Плотные облака скрывали луну, и за окном царила кромешная тьма, но никто не таился под покровом мрака. Со вздохом девушка повернулась и отправилась к себе.
Глава 13
Дереку Карлтону не удалось покинуть долину так скоро, как он жаждал. Почтовый дилижанс проезжал через городок дважды в неделю: один раз – по дороге дальше на запад, один раз – обратно. Вот этого-то обратного дилижанса Дереку и предстояло ждать еще два дня. На это время он намеревался перебраться в гостиницу.
– Может быть, передумаешь, Дерек? – спросила Эмма. – Вернемся на ранчо?..
– Зачем?
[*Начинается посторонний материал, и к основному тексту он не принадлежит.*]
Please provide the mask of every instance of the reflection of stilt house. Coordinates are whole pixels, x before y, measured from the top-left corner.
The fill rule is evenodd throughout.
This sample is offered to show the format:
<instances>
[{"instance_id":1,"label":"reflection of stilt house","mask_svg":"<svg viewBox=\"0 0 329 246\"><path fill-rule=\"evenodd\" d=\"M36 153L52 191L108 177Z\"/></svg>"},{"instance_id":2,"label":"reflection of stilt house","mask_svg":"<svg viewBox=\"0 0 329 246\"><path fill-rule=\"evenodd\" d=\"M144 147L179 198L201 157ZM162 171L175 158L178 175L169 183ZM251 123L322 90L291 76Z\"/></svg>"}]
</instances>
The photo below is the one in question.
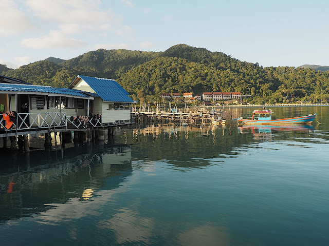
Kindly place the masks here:
<instances>
[{"instance_id":1,"label":"reflection of stilt house","mask_svg":"<svg viewBox=\"0 0 329 246\"><path fill-rule=\"evenodd\" d=\"M133 101L115 80L78 76L70 87L36 86L0 76L0 137L130 123Z\"/></svg>"}]
</instances>

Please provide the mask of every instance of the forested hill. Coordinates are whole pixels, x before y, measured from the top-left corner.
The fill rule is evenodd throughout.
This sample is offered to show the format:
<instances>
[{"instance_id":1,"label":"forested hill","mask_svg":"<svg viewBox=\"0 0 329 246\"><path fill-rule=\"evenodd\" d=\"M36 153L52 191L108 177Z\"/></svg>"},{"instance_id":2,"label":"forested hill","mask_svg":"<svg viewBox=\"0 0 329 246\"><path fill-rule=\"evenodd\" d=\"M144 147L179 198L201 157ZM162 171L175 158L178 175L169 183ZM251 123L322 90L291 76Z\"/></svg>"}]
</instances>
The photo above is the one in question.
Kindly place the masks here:
<instances>
[{"instance_id":1,"label":"forested hill","mask_svg":"<svg viewBox=\"0 0 329 246\"><path fill-rule=\"evenodd\" d=\"M6 65L0 64L0 74L1 74L1 73L2 73L3 72L9 71L9 70L11 70L11 69L12 69L11 68L7 68Z\"/></svg>"},{"instance_id":2,"label":"forested hill","mask_svg":"<svg viewBox=\"0 0 329 246\"><path fill-rule=\"evenodd\" d=\"M306 64L305 65L300 66L298 68L310 68L311 69L315 69L316 70L319 70L323 72L329 70L329 66L328 66L309 65Z\"/></svg>"},{"instance_id":3,"label":"forested hill","mask_svg":"<svg viewBox=\"0 0 329 246\"><path fill-rule=\"evenodd\" d=\"M329 101L329 73L263 68L219 52L177 45L164 52L99 49L55 64L39 61L3 72L34 84L66 87L78 74L113 78L135 98L163 92L241 92L249 102Z\"/></svg>"}]
</instances>

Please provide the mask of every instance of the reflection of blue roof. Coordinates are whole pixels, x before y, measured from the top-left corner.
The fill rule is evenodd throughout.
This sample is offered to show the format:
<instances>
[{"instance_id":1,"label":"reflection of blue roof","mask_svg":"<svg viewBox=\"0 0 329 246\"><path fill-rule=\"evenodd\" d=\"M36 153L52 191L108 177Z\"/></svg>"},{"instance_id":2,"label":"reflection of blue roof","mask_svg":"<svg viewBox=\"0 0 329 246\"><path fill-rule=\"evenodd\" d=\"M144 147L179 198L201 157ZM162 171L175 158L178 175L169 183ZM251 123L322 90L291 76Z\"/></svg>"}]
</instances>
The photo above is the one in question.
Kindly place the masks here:
<instances>
[{"instance_id":1,"label":"reflection of blue roof","mask_svg":"<svg viewBox=\"0 0 329 246\"><path fill-rule=\"evenodd\" d=\"M53 88L50 86L34 86L33 85L0 83L0 91L61 94L71 96L82 96L83 97L89 97L89 95L86 95L83 92L74 89Z\"/></svg>"},{"instance_id":2,"label":"reflection of blue roof","mask_svg":"<svg viewBox=\"0 0 329 246\"><path fill-rule=\"evenodd\" d=\"M129 93L115 80L78 75L83 79L103 100L107 101L133 102Z\"/></svg>"}]
</instances>

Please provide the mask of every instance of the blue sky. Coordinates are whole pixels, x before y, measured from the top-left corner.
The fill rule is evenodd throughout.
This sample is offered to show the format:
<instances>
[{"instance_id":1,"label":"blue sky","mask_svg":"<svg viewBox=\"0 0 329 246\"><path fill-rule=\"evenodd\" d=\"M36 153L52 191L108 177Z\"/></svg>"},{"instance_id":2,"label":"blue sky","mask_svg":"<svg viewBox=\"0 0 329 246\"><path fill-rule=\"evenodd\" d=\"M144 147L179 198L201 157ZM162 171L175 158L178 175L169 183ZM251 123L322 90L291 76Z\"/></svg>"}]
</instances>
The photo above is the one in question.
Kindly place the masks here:
<instances>
[{"instance_id":1,"label":"blue sky","mask_svg":"<svg viewBox=\"0 0 329 246\"><path fill-rule=\"evenodd\" d=\"M186 44L263 67L329 66L329 1L0 0L0 64ZM6 20L6 21L4 21Z\"/></svg>"}]
</instances>

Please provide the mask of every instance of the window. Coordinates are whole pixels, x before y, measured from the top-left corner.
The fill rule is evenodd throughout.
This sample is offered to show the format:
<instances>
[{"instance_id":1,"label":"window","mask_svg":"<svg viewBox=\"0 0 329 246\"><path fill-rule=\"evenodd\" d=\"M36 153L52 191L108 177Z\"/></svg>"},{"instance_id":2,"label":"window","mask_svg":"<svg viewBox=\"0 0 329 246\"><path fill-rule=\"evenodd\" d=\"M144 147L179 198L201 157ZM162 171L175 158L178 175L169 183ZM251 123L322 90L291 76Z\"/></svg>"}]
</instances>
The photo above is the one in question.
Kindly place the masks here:
<instances>
[{"instance_id":1,"label":"window","mask_svg":"<svg viewBox=\"0 0 329 246\"><path fill-rule=\"evenodd\" d=\"M31 109L45 109L45 96L31 96Z\"/></svg>"},{"instance_id":2,"label":"window","mask_svg":"<svg viewBox=\"0 0 329 246\"><path fill-rule=\"evenodd\" d=\"M73 97L66 97L66 108L74 109L74 98Z\"/></svg>"},{"instance_id":3,"label":"window","mask_svg":"<svg viewBox=\"0 0 329 246\"><path fill-rule=\"evenodd\" d=\"M49 101L49 109L58 109L58 106L60 103L59 96L49 96L48 100Z\"/></svg>"},{"instance_id":4,"label":"window","mask_svg":"<svg viewBox=\"0 0 329 246\"><path fill-rule=\"evenodd\" d=\"M84 109L84 101L82 98L78 98L77 103L78 109Z\"/></svg>"}]
</instances>

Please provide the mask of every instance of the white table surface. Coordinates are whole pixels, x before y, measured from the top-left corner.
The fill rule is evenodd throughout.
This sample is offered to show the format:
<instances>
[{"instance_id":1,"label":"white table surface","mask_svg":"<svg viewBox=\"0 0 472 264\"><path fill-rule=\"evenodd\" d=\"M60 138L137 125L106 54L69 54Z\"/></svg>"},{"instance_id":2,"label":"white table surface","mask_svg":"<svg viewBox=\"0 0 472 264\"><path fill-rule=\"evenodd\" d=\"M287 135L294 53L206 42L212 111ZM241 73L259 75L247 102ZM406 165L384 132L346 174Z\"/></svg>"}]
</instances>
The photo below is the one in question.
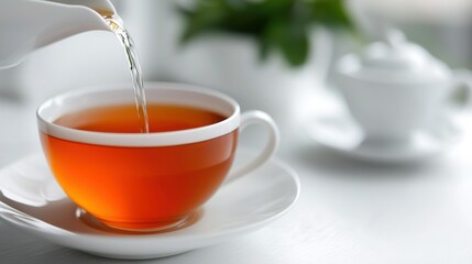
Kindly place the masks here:
<instances>
[{"instance_id":1,"label":"white table surface","mask_svg":"<svg viewBox=\"0 0 472 264\"><path fill-rule=\"evenodd\" d=\"M34 103L0 100L0 166L39 151ZM471 119L472 121L472 119ZM471 263L472 133L426 164L338 156L282 128L277 156L301 179L287 215L251 234L133 263ZM51 244L0 222L0 263L124 263Z\"/></svg>"}]
</instances>

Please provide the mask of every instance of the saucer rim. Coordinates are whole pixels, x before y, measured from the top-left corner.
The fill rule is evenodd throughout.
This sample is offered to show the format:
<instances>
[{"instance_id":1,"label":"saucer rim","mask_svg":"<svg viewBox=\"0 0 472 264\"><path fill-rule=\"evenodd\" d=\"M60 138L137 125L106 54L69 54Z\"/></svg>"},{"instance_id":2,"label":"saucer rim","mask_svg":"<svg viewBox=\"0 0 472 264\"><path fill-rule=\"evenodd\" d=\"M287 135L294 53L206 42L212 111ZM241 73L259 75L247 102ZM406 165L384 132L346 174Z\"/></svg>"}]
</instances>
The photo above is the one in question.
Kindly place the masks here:
<instances>
[{"instance_id":1,"label":"saucer rim","mask_svg":"<svg viewBox=\"0 0 472 264\"><path fill-rule=\"evenodd\" d=\"M250 152L250 150L242 147L243 153L244 152ZM15 162L12 162L10 164L8 164L7 166L4 166L3 168L7 168L13 164L18 164L19 162L22 161L28 161L28 156L17 160ZM242 226L239 226L237 228L230 228L230 229L226 229L226 230L219 230L217 232L209 232L209 233L186 233L186 234L178 234L178 235L166 235L166 234L172 234L177 231L173 231L173 232L168 232L168 233L150 233L150 234L107 234L107 233L77 233L77 232L73 232L69 231L67 229L61 228L61 227L56 227L52 223L45 222L41 219L31 217L30 215L9 206L8 204L6 204L3 201L3 199L0 200L0 206L3 207L3 209L6 209L4 207L10 208L13 212L8 211L7 213L13 213L15 211L19 211L20 213L24 213L28 215L31 219L34 219L35 221L41 221L44 224L47 224L47 229L45 228L40 228L40 227L33 227L30 223L23 223L21 222L21 220L18 219L18 217L15 216L12 219L10 219L10 217L6 217L4 212L2 213L0 211L0 220L4 223L8 223L9 226L13 226L17 229L21 229L24 230L25 232L33 234L35 237L39 237L41 239L44 239L48 242L58 244L61 246L66 246L69 249L75 249L78 251L83 251L83 252L87 252L90 254L95 254L95 255L101 255L101 256L108 256L108 257L113 257L113 258L128 258L128 260L145 260L145 258L156 258L156 257L163 257L163 256L168 256L168 255L175 255L175 254L179 254L179 253L184 253L187 251L191 251L191 250L197 250L197 249L201 249L205 246L209 246L212 244L217 244L219 242L222 242L227 239L230 238L237 238L240 235L244 235L248 234L250 232L253 232L257 229L261 229L265 226L267 226L268 223L271 223L272 221L281 218L283 215L285 215L290 208L294 207L295 202L299 199L300 196L300 179L298 174L296 173L296 170L290 167L287 163L283 162L282 160L277 158L277 157L273 157L271 158L267 164L263 165L264 166L276 166L277 169L282 169L285 174L285 177L289 177L290 182L293 182L293 188L295 190L294 193L294 197L293 199L279 211L277 211L275 215L268 216L262 220L259 220L256 222L251 222L251 223L244 223ZM2 169L3 169L2 168ZM259 169L257 169L259 170ZM257 172L254 172L255 174ZM243 177L244 178L244 177ZM244 180L244 179L241 180ZM223 189L224 187L222 187ZM6 197L6 199L8 199ZM65 197L61 200L57 201L64 201L64 200L69 200L68 197ZM1 208L0 208L1 209ZM205 210L205 206L204 206L204 210ZM204 212L205 215L205 212ZM97 252L94 252L91 250L85 249L85 244L86 243L94 243L94 242L107 242L109 244L112 244L114 241L116 244L128 244L128 245L134 245L136 246L138 244L141 243L145 243L145 242L152 242L153 245L158 245L158 244L178 244L178 243L183 243L184 245L182 248L186 248L185 250L177 250L175 252L168 253L168 254L162 254L158 253L162 251L162 249L156 250L156 253L149 253L146 255L136 255L136 254L130 254L130 253L124 253L123 255L119 255L119 254L110 254L110 252L106 252L103 250L99 250ZM198 243L196 243L198 242ZM194 244L194 246L189 246ZM91 249L91 246L88 246ZM172 246L171 246L172 248ZM130 251L127 251L130 252Z\"/></svg>"}]
</instances>

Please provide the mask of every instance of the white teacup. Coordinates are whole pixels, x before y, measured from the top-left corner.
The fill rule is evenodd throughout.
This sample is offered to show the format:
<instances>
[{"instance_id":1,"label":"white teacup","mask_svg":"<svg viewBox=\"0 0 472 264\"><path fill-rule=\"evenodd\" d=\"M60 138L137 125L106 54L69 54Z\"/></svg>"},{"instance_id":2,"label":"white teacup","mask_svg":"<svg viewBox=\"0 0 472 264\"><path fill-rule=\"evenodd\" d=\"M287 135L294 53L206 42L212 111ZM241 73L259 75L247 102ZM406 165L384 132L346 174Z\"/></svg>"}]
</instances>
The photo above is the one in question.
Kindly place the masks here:
<instances>
[{"instance_id":1,"label":"white teacup","mask_svg":"<svg viewBox=\"0 0 472 264\"><path fill-rule=\"evenodd\" d=\"M382 144L408 143L444 110L455 88L472 87L468 70L450 70L398 32L388 44L372 44L364 57L342 57L338 76L340 91L365 139Z\"/></svg>"}]
</instances>

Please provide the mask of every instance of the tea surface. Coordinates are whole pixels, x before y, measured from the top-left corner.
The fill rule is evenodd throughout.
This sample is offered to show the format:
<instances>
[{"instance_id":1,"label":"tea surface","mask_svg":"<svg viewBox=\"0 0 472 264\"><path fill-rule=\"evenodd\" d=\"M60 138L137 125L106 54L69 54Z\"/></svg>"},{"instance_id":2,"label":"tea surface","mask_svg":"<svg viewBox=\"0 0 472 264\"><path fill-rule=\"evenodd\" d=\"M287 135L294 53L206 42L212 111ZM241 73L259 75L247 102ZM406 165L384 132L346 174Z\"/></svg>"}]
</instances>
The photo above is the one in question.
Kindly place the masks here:
<instances>
[{"instance_id":1,"label":"tea surface","mask_svg":"<svg viewBox=\"0 0 472 264\"><path fill-rule=\"evenodd\" d=\"M197 108L149 105L151 132L198 128L224 117ZM56 124L88 131L141 133L134 105L100 107L61 117ZM102 223L158 230L184 220L224 180L238 130L172 146L109 146L41 133L57 182L72 200Z\"/></svg>"},{"instance_id":2,"label":"tea surface","mask_svg":"<svg viewBox=\"0 0 472 264\"><path fill-rule=\"evenodd\" d=\"M150 132L195 129L220 122L226 118L204 109L173 105L149 105ZM113 133L140 133L134 105L98 107L68 113L54 123L78 130Z\"/></svg>"}]
</instances>

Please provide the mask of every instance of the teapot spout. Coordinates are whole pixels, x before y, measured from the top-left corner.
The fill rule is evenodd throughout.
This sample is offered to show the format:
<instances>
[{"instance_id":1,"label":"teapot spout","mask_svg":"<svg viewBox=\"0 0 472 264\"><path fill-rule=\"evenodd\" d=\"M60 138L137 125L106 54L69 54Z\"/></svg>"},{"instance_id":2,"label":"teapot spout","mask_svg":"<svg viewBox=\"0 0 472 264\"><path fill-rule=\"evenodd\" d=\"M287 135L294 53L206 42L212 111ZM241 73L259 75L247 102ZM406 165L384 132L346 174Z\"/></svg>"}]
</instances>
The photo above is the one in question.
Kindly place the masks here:
<instances>
[{"instance_id":1,"label":"teapot spout","mask_svg":"<svg viewBox=\"0 0 472 264\"><path fill-rule=\"evenodd\" d=\"M65 3L72 6L83 6L95 10L102 16L112 16L117 13L113 4L108 0L48 0L51 2Z\"/></svg>"},{"instance_id":2,"label":"teapot spout","mask_svg":"<svg viewBox=\"0 0 472 264\"><path fill-rule=\"evenodd\" d=\"M111 31L103 18L113 14L108 0L1 0L0 69L13 67L30 52L68 36Z\"/></svg>"}]
</instances>

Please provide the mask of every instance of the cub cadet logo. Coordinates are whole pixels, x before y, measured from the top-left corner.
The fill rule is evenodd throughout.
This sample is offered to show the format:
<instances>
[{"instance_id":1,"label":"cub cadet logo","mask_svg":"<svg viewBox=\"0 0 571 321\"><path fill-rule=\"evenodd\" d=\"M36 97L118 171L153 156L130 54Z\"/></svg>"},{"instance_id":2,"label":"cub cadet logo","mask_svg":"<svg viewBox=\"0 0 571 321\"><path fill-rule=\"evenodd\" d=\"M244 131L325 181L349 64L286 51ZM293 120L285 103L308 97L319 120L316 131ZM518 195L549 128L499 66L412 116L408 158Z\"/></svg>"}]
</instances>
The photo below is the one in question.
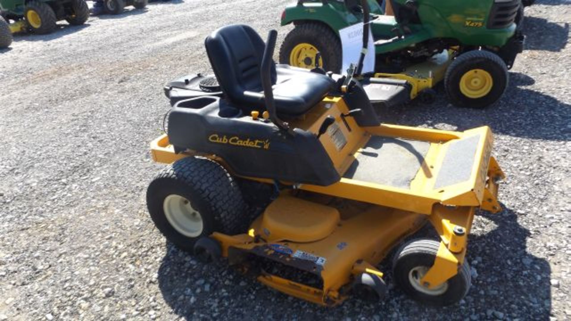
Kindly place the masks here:
<instances>
[{"instance_id":1,"label":"cub cadet logo","mask_svg":"<svg viewBox=\"0 0 571 321\"><path fill-rule=\"evenodd\" d=\"M482 21L467 20L464 22L464 27L470 27L471 28L481 28L483 26L484 22Z\"/></svg>"},{"instance_id":2,"label":"cub cadet logo","mask_svg":"<svg viewBox=\"0 0 571 321\"><path fill-rule=\"evenodd\" d=\"M228 138L226 135L220 136L218 134L212 134L208 137L208 141L212 143L218 143L219 144L230 144L231 145L244 147L270 149L270 139L265 141L251 139L250 138L244 139L238 136L232 136Z\"/></svg>"}]
</instances>

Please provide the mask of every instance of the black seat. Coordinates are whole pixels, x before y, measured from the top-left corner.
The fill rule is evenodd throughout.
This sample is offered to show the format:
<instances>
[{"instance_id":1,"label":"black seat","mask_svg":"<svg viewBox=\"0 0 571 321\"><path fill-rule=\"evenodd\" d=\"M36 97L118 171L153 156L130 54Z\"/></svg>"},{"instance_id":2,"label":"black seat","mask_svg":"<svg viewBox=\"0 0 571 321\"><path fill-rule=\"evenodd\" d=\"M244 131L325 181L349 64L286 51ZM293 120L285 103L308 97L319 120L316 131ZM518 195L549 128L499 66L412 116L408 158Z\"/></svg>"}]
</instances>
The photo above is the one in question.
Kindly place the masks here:
<instances>
[{"instance_id":1,"label":"black seat","mask_svg":"<svg viewBox=\"0 0 571 321\"><path fill-rule=\"evenodd\" d=\"M212 69L228 98L248 113L265 110L260 74L265 45L256 31L243 25L227 26L212 33L205 42ZM335 84L326 75L296 69L276 70L275 64L271 78L276 110L281 115L305 113Z\"/></svg>"}]
</instances>

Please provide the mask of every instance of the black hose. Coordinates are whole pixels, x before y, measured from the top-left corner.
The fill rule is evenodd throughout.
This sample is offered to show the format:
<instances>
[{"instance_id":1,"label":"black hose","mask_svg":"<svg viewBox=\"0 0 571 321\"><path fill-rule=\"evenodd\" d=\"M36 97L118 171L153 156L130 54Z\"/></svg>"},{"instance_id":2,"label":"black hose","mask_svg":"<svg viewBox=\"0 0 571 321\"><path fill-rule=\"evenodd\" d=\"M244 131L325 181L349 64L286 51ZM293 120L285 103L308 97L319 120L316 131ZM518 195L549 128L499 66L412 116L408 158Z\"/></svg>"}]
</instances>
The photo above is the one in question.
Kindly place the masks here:
<instances>
[{"instance_id":1,"label":"black hose","mask_svg":"<svg viewBox=\"0 0 571 321\"><path fill-rule=\"evenodd\" d=\"M260 69L262 86L264 88L264 99L266 102L266 108L270 113L270 120L280 129L289 131L287 125L278 117L275 102L274 101L274 91L272 90L272 66L274 63L274 50L276 47L278 31L270 30L268 34L268 40L266 42L266 49L262 60L262 67Z\"/></svg>"}]
</instances>

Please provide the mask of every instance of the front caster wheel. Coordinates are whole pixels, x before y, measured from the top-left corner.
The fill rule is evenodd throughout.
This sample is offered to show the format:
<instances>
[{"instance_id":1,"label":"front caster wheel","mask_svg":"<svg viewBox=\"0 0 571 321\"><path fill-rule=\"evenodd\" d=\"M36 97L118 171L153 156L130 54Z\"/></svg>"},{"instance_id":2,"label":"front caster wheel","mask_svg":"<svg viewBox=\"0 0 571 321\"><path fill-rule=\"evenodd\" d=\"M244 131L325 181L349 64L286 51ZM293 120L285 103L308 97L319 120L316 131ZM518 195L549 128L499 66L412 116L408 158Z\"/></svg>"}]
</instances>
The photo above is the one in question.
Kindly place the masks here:
<instances>
[{"instance_id":1,"label":"front caster wheel","mask_svg":"<svg viewBox=\"0 0 571 321\"><path fill-rule=\"evenodd\" d=\"M459 56L448 67L444 88L454 106L482 109L502 97L508 78L508 67L500 56L472 50Z\"/></svg>"},{"instance_id":2,"label":"front caster wheel","mask_svg":"<svg viewBox=\"0 0 571 321\"><path fill-rule=\"evenodd\" d=\"M214 232L238 234L250 223L238 183L206 158L187 157L163 170L147 190L147 206L167 239L191 253Z\"/></svg>"},{"instance_id":3,"label":"front caster wheel","mask_svg":"<svg viewBox=\"0 0 571 321\"><path fill-rule=\"evenodd\" d=\"M387 294L387 284L380 276L372 273L357 275L352 288L354 295L369 302L378 302Z\"/></svg>"},{"instance_id":4,"label":"front caster wheel","mask_svg":"<svg viewBox=\"0 0 571 321\"><path fill-rule=\"evenodd\" d=\"M440 243L431 239L413 240L397 252L393 262L393 275L396 284L407 295L431 306L453 304L464 298L470 289L470 267L465 262L458 274L433 288L420 282L434 264Z\"/></svg>"}]
</instances>

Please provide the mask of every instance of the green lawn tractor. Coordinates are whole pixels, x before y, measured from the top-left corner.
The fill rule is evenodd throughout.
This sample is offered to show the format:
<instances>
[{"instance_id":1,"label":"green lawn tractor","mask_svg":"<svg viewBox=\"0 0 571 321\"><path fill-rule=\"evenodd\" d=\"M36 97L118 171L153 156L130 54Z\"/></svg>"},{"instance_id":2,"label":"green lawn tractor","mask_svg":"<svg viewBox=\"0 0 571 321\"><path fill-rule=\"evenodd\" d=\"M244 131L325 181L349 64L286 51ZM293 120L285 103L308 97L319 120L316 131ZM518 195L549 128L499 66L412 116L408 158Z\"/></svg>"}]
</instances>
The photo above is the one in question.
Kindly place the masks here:
<instances>
[{"instance_id":1,"label":"green lawn tractor","mask_svg":"<svg viewBox=\"0 0 571 321\"><path fill-rule=\"evenodd\" d=\"M3 19L0 18L0 49L7 48L12 43L12 31L10 26Z\"/></svg>"},{"instance_id":2,"label":"green lawn tractor","mask_svg":"<svg viewBox=\"0 0 571 321\"><path fill-rule=\"evenodd\" d=\"M143 9L148 0L94 0L93 14L119 14L125 7L132 6L136 9Z\"/></svg>"},{"instance_id":3,"label":"green lawn tractor","mask_svg":"<svg viewBox=\"0 0 571 321\"><path fill-rule=\"evenodd\" d=\"M372 76L406 81L411 99L432 101L432 87L443 81L449 101L459 107L483 108L503 94L508 70L523 49L516 21L523 17L521 0L388 0L387 14L376 2L368 3L370 10L354 0L299 0L288 6L282 25L295 27L282 45L280 62L312 68L317 61L338 73L339 30L370 20Z\"/></svg>"},{"instance_id":4,"label":"green lawn tractor","mask_svg":"<svg viewBox=\"0 0 571 321\"><path fill-rule=\"evenodd\" d=\"M70 25L83 25L89 17L85 0L0 0L0 13L10 25L12 33L30 31L49 34L65 20Z\"/></svg>"}]
</instances>

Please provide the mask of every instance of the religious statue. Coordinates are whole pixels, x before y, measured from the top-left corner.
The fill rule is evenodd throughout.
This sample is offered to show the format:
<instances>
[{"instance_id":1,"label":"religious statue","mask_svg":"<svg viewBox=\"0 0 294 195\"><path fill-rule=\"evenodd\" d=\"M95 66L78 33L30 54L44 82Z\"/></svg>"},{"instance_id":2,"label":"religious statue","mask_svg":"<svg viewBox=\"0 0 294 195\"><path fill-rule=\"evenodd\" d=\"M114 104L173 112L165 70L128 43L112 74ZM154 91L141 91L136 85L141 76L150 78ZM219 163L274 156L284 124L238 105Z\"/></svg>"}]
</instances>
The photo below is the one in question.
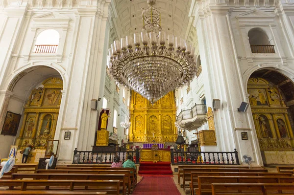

Ничего ведь не изменится.
Он говорил тоном обиженного ребенка, которому отказали в сладком, и Эмме вдруг пришло в голову, что гордость его задета куда сильнее, чем сердце. От этого она почувствовала такое облегчение, что едва удержалась от улыбки.
Они стояли на дощатом тротуаре, роскошный кожаный чемодан Дерека покоился у его ног.
– Ты прав, ничего не изменится, но на ранчо тебе было бы удобнее.
– Я останусь в городе. Надеюсь, отель здесь не самый захудалый. По-твоему, мне легко каждый день встречаться с тобой, жить под одной крышей – и помнить, что ты меня отвергла? Нет уж, лучше гостиница.
– В таком случае мне пора.
Дерек подхватил чемодан и посмотрел на небо, покрытое темно-серыми тучами. В воздухе висело ожидание ливня: стояла страшная духота и царило то особенное затишье, которое всегда предшествует грозе.
Памятуя о приказе Уина Маллоя никогда не оставлять его дочь без присмотра, в город Эмму и Дерека отвез Шорти.
Прозвище он получил явно в насмешку – Шорти был на редкость долговяз. Пока длилось прощание, ковбой успел съездить в лавку и закупить припасы. Пристроив их в крытом фургоне, который Эмма выбрала специально на случай грозы, он переминался с ноги на ногу на почтительном расстоянии, ожидая указаний.
– Надеюсь, мы останемся друзьями? Счастливого пути, Дерек. Скорее всего я не появлюсь в городе до отправления дилижанса.
– Да, конечно, понимаю… Прощай, Эмма. Молодой человек склонился к девушке для поцелуя, но в последний момент опомнился и отшатнулся, хмурясь.
– Прости, – произнес он угрюмо. – Желаю всего наилучшего, хотя и отказываюсь понимать, что наилучшего может случиться с тобой в этой дикой, безотрадной… – Не договорив, он закусил губу и криво усмехнулся. – Впрочем, не важно. Похоже, мы и в самом деле мало подходим друг другу. Наверное, ты приняла правильное решение.
Эмма привстала на цыпочки и коснулась губами его щеки.
– Вот увидишь, все еще обернется к лучшему! Однажды ты встретишь ту, которая ответит на твои чувства всем сердцем.
Дерек взглянул на нее удивленно, потом расправил плечи и постарался беспечно улыбнуться.